The Irish Fish Producers Organisation (IFPO) has sent out an open letter to Irish fishermen and others involved in the Irish fishing industry, asking them to pledge money to assist in paying for a judicial review currently underway in relation to the EU Penalty point system in Ireland, reports Pauric Gallagher.
The significance of the judicial review has been compounded by the recent actions of a Danish pelagic vessel, which was detected fishing illegally in the Celtic sea. The Sea Fisheries Protection Authority notified the Danish control authorities and requested that penalty points be assigned to the vessel. The Danish Authorities are refusing to apply the points, knowing that the vessel had no quota for a particular species it had fished when detected.
In its letter, the IFPO stated: “It is the view of the IFPO board that no one individual or number of individuals should be saddled with such a financial burden, considering that the EU penalty point system affects the entire Irish fishing industry.
“The EU penalty point system is now being implemented by the SFPA as a number of vessels have been issued with penalty points in both the pelagic and demersal sectors. All of the four Irish Fish Producer Organisations have protested at the way in which the system is being deployed in Ireland. We have articulated in depth our reasons as to why we believe the system, in its current format, is flawed and extremely unfair. One must also consider that a consultation process was undertaken by DAFM earlier this year, which could result in penalty points being assigned to the master of a vessel. Currently penalty points can only be applied to the licence holder and capacity of the vessel. This may change shortly. Critically, penalty points remain with the vessel capacity and licence holder even if the High Court finds that the vessel in question has no case to answer.
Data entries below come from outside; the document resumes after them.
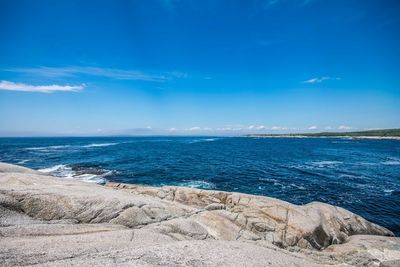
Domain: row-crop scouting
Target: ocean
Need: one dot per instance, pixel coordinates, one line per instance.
(362, 176)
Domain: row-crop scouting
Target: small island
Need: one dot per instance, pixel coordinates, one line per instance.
(371, 134)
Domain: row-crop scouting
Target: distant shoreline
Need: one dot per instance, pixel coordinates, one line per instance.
(388, 134)
(336, 137)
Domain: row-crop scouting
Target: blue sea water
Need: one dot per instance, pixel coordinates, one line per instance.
(360, 175)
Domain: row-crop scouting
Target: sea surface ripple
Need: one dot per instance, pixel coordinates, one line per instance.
(360, 175)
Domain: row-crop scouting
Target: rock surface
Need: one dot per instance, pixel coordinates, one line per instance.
(58, 222)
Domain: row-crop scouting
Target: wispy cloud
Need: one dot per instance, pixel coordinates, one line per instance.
(11, 86)
(119, 74)
(320, 79)
(344, 127)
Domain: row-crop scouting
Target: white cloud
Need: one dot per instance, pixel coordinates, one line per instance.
(11, 86)
(344, 127)
(320, 79)
(278, 128)
(256, 127)
(196, 128)
(119, 74)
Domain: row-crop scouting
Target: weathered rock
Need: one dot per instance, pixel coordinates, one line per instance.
(315, 225)
(52, 221)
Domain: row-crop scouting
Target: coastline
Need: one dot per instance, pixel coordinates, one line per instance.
(50, 221)
(323, 137)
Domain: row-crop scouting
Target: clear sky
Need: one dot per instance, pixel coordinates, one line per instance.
(198, 67)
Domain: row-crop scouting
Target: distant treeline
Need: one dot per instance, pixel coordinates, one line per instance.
(378, 133)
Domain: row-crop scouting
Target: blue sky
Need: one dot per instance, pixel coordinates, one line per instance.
(198, 67)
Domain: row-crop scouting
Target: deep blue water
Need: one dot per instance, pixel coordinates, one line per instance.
(360, 175)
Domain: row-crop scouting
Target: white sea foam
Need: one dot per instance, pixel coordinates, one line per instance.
(64, 171)
(198, 184)
(47, 147)
(100, 144)
(23, 161)
(204, 140)
(53, 168)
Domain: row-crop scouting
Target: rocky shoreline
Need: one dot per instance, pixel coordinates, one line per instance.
(49, 221)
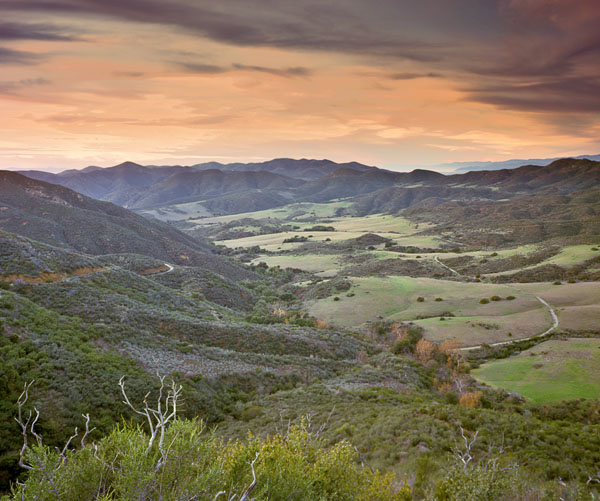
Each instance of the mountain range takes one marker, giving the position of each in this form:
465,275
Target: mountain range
218,189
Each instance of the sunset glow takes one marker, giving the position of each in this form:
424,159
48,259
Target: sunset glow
387,83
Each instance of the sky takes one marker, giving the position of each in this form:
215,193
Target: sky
392,83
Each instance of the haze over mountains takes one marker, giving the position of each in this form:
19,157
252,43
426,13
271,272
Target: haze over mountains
217,189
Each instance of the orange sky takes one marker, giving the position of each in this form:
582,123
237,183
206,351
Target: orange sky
392,85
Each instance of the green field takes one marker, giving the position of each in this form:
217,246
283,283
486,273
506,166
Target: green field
549,372
395,298
177,212
569,255
293,212
324,265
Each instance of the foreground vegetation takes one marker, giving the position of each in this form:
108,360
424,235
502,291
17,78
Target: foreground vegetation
181,459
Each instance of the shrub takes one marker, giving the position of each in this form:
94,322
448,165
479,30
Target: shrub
451,398
296,465
471,399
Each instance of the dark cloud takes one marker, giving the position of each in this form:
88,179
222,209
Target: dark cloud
297,71
543,53
21,31
211,69
570,95
207,69
304,26
129,74
14,87
412,76
18,57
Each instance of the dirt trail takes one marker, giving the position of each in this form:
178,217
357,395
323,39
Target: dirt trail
537,336
445,266
47,277
504,343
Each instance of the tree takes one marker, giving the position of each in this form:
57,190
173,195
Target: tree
424,350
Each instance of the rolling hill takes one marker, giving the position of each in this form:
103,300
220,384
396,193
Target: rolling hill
63,218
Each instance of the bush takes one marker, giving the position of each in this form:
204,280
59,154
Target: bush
296,465
477,483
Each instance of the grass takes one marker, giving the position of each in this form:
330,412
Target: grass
274,241
177,212
292,212
549,372
569,255
322,264
395,298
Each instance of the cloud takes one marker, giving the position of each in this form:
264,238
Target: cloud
212,69
560,95
307,26
129,74
21,31
296,71
412,76
207,69
19,57
399,133
14,86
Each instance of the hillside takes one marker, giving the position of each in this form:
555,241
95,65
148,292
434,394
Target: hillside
191,186
176,193
61,217
304,168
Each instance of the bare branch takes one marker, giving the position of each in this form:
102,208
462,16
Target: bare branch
87,429
252,486
21,401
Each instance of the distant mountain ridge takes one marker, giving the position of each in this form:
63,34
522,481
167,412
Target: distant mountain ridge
63,218
462,167
237,188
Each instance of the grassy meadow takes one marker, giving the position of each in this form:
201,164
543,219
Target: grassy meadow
549,372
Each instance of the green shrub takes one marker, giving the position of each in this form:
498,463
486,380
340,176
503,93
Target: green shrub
477,483
294,466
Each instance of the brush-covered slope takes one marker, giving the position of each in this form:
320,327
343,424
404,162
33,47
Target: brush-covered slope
64,218
523,220
297,168
192,185
98,182
562,176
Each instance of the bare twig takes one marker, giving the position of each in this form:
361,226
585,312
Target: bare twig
21,401
252,486
87,429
“The Irish fishing industry is at a major economic disadvantage as a result of the EU penalty point system. The field is so uneven at this point that I believe we need to act in unison. Ireland was also the first member state to introduce the ERS system.
“We were advised that this would be a harmonised system, fair to all. We still have pelagic and demersal vessels fishing in our exclusive economic zone and the SFPA does not know what quota they have, or should have, while there. Two of the most punitive EU control systems are being applied to the Irish fishing industry in our waters, while a significant number of vessels from other member states can avoid or circumvent the system. The system is grossly unfair.
“The Irish fishing industry is set to go through significant change as the landing obligation is introduced in the demersal whitefish fishery, beginning in January 2016. This will put more of you at risk of falling foul of the penalty point system in its current format. We need the system to be fair and, most of all, it needs to be applied equally to all vessels regardless of nationality.”
After the issuing of the letter, Francis O’Donnell, CEO of the IFPO told Fishing News: “The board of the IFPO and I are seeking financial assistance from the industry to pay for a judicial review currently under way in relation to the penalty point system. Ireland is always a first mover in terms of implementing EU fisheries legislation. This is pointless if Irish vessels are subjected to different control rules to other vessels in our own waters. The system is open to widespread abuse, and is being abused.”